= Hergates =

Ancient Ligurian people of the northern Apennines

The Hergates were a Ligurian people of the northern Apennines. They are recorded only in connection with the Roman conquest of the Ligurians, having been subdued in 175 BC together with the neighbouring Garuli and Lapicini.

== Name ==
The Hergates are named only by Livy, who lists them with the Garuli and the Lapicini among the Ligurian peoples south of the Apennine subdued by Rome in 175 BC.
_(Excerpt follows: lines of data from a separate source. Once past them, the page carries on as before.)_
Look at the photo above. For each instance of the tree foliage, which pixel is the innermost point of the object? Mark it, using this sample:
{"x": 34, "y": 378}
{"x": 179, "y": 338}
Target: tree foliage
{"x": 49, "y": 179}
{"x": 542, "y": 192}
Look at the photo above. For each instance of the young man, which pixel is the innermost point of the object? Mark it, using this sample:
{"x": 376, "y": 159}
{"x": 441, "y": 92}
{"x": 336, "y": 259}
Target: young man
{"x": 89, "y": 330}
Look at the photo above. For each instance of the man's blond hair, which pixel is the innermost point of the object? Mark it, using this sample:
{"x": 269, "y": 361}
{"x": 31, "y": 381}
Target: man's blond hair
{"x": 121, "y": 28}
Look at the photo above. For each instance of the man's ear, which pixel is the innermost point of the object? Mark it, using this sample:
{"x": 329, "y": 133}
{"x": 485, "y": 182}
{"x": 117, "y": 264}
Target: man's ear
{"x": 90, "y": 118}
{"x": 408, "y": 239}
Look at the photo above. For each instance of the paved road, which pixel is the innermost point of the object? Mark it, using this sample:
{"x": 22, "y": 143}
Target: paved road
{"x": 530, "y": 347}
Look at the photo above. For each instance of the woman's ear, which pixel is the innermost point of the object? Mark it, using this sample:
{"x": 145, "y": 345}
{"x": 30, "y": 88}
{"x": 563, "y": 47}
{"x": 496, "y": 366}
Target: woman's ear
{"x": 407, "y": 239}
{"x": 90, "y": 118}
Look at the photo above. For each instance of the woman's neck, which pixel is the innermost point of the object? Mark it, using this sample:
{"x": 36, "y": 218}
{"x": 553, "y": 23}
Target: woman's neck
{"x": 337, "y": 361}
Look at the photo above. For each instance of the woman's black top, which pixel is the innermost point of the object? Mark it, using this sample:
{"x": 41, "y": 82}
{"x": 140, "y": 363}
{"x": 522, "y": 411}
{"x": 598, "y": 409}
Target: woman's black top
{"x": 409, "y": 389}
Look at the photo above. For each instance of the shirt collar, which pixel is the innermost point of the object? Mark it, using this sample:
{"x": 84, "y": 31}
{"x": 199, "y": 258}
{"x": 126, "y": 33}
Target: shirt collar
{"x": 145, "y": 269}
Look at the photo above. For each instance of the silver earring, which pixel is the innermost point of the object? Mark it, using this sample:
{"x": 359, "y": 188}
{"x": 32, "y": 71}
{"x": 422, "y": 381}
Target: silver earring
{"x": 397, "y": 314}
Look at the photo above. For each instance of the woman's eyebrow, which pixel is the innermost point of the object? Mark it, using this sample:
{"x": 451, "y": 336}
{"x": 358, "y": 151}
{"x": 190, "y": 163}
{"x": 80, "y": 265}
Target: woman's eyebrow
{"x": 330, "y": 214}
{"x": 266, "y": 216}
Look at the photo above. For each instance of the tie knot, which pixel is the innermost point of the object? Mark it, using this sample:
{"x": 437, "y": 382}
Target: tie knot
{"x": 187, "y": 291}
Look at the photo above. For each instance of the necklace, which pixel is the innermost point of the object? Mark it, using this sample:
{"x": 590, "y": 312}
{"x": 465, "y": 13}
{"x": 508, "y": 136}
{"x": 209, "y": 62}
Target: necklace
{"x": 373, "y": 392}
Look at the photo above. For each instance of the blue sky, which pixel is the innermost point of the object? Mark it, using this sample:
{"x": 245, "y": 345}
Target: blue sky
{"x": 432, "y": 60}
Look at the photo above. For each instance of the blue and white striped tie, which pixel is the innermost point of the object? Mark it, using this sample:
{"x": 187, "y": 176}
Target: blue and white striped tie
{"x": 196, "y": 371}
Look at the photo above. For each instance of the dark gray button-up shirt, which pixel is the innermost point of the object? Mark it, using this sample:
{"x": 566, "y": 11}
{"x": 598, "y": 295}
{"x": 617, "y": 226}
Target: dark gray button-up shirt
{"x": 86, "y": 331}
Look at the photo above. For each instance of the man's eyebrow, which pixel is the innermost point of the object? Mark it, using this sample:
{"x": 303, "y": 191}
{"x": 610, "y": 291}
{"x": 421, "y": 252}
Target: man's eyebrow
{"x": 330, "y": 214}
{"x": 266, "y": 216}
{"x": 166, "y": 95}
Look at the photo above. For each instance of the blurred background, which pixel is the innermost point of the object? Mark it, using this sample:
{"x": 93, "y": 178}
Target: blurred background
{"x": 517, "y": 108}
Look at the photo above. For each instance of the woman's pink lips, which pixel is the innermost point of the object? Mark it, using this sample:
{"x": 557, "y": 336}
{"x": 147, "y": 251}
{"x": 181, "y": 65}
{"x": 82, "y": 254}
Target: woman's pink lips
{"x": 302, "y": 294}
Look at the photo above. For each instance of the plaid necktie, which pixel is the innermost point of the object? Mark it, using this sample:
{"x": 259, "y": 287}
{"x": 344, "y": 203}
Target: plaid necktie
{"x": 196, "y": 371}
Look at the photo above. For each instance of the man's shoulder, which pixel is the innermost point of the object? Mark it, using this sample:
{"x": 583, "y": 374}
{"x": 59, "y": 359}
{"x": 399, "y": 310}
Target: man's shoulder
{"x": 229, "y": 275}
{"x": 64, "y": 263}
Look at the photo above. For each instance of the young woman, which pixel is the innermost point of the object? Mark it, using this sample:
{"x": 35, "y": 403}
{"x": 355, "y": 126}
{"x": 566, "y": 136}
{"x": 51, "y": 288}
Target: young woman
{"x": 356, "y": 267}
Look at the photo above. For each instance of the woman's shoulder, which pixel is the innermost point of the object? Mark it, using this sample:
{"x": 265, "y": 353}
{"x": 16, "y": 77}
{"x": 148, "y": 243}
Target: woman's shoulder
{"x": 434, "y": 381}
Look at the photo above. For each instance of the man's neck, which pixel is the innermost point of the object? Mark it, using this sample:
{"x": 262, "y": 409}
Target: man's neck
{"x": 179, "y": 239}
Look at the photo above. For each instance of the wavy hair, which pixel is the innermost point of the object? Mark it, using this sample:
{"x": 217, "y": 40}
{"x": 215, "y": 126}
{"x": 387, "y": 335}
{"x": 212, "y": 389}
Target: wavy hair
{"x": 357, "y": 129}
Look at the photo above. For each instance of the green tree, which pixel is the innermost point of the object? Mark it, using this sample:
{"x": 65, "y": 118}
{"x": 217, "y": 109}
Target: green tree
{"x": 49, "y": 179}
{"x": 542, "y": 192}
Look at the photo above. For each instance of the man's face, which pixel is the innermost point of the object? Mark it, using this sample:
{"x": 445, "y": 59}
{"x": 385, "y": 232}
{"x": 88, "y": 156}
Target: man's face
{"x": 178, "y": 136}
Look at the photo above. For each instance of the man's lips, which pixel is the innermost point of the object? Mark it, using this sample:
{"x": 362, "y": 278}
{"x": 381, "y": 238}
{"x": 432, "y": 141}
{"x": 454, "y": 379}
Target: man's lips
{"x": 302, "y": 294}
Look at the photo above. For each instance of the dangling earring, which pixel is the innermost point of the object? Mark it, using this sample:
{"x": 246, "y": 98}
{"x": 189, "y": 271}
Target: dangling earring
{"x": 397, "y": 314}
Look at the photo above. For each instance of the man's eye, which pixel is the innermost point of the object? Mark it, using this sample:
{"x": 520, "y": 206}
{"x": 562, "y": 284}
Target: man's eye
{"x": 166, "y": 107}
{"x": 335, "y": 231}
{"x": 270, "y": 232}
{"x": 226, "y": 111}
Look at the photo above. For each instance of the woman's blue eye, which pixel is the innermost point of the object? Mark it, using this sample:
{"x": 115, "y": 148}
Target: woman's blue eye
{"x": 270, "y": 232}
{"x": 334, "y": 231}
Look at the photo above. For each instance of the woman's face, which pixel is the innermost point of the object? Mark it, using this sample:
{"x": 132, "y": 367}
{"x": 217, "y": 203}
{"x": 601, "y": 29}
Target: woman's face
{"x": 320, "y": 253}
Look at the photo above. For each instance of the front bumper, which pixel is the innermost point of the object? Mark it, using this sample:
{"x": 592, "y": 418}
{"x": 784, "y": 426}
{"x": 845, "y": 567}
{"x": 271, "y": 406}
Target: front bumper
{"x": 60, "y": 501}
The name may be compared with the Etrusco-Latin personal names Ergenna, Hercenniaes and Hergenius. According to Giulia Petracco Sicardi, the suffix -ati- seems to underly an unattested place-name *(h)ergo-. The initial h-, a sound foreign to pre-Roman Ligurian, presupposes a non-native origin.

== Geography ==
The Lapicini lived south of the northern Apennine watershed, though their precise location is unknown. On the reconstruction of Adelmo Barigazzi they held that slope together with the Garuli and the Lapicini, the Friniates lying on the northern side. He takes the terms cis Appenninum and trans Appenninum applied to these peoples to reflect the standpoint of the southern slope, on which the Roman campaign launched from the north had come to an end.

== History ==
The Hergates enter the record only at their subjugation, having been reduced by Rome in 175 BC together with the Garuli and the Lapicini. Barigazzi takes their occupation of the southern slope to belong to the period before the deportation of these peoples.